Hi! I’m Liz Clevenger, an M.A. student in the Department of Cultural and Social Anthropology at Stanford. In addition to being a student in this lab methods class, I am working as a research assistant on the Market Street project and am conducting research on one of the features from the Market Street Chinatown for my masters thesis. Although I started background research in the fall, CASA 203 is helping to jump start my actual in-lab artifact analysis for my thesis. I am getting to know the cataloging system and computerized database better, learning how to identify and analyze different materials, and also meeting a variety of people (from archaeologists specializing in historic California archaeology to descendents of San Jose’s 19th century Chinese community) whose insights and ideas are invaluable.

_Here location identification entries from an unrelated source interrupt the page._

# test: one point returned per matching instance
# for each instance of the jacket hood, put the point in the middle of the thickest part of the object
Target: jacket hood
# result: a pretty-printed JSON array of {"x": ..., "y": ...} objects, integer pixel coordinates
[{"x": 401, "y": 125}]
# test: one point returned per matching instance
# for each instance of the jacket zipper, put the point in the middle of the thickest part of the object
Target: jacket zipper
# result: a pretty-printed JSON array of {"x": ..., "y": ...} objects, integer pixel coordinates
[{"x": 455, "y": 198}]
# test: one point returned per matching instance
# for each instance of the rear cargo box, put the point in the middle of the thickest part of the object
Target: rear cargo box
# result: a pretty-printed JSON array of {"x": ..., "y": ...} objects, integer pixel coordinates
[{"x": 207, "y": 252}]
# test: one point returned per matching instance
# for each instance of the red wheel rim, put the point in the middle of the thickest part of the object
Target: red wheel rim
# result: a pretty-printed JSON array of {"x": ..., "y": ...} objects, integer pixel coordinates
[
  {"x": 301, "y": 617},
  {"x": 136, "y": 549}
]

The artifacts I am analyzing for my thesis come from Feature 20 of the 85-31 collection. Because this collection was the focus of the lab methods class last winter, the ceramics from Feature 20 have already been cataloged. In the coming weeks, I’ll be cataloging and analyzing a variety of other types of artifacts, both as a part of lab (glass and metal) and on my own (organic remains like leather and textiles, and small finds such as buttons and coins). Earlier this winter I sent the faunal remains from Feature 20 to specialists who are trained in identifying and analyzing mammal and fish bones. I will also be sending out botanical remains recovered during flotation to another specialist for analysis. Stacey and I spent a cold, wet day up in San Francisco doing flotation on soil samples that had been saved from Feature 20 during the excavation in 1985; in addition to botanicals such as seeds, wood, and charcoal, a number of micro-artifacts like tiny fish vertebrae and small ceramic sherds were recovered from the soil samples.
For my class research project, I’m analyzing the ceramics and glass from Feature 20, and my interpretation will focus on the topic of food practices within the Market Street community. Glass bottle fragments — like these finishes and necks pictured — will aid my interpretation of food practices including storage, preparation, presentation, consumption, and discard.